Gsam
Gsam is a plugin that joins Meta's Segment Anything (SAM) with GroundingDINO for prompt use. This lets you segment anything in an image or video using a text-based prompt. This lets you select anything that you might want in an image without training a new model on that object.
Usage
To use Gsam, first get an image that you want to mask. It will return a mask that you can use frame-by-frame, or by using Adobe's masking tool to continue the mask over each frame. If you have multiple instances, Gsam can be helpful to find every instance.
Gsam has a few different paramters that let you control it.
Prompt
To use the Prompt, click the button then describe the object(s) that you want masked.
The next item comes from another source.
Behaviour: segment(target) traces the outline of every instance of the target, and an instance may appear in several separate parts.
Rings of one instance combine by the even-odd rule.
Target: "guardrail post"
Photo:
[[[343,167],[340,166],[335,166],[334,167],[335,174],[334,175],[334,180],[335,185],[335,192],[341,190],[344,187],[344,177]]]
Gsam will mask anything in the layer that matches the prompts. So if you want to mask multiple things,you can include all the items that you want to include in the mask in the prompt. So if you include as the prompt "Trees and bushes" it will mask both of those.
box_threshold
Box threshold filters objects based upon how similar the boxes are to the classes. Higher thresholds will filter boxes that aren't very good examples of the class. If you find that objects are found correctly, but that too much surrounding the object that you want is masked, you may want to increase this threshold.
text_threshold
text threshold filters objects based upon how similar the text of the box matches the text prompt. Higher thresholds are more picky about how accurately the objects detected match the text prompt. If you find that objects that aren't quite matching the prompt are selected, then you may want to increase this threshold to limit those inaccurate objects.
Example
Here is an example of a SuperCar that we want to mask.
We select the prompt of "A Supercar"
After waiting, the model detects the Car and masks it out.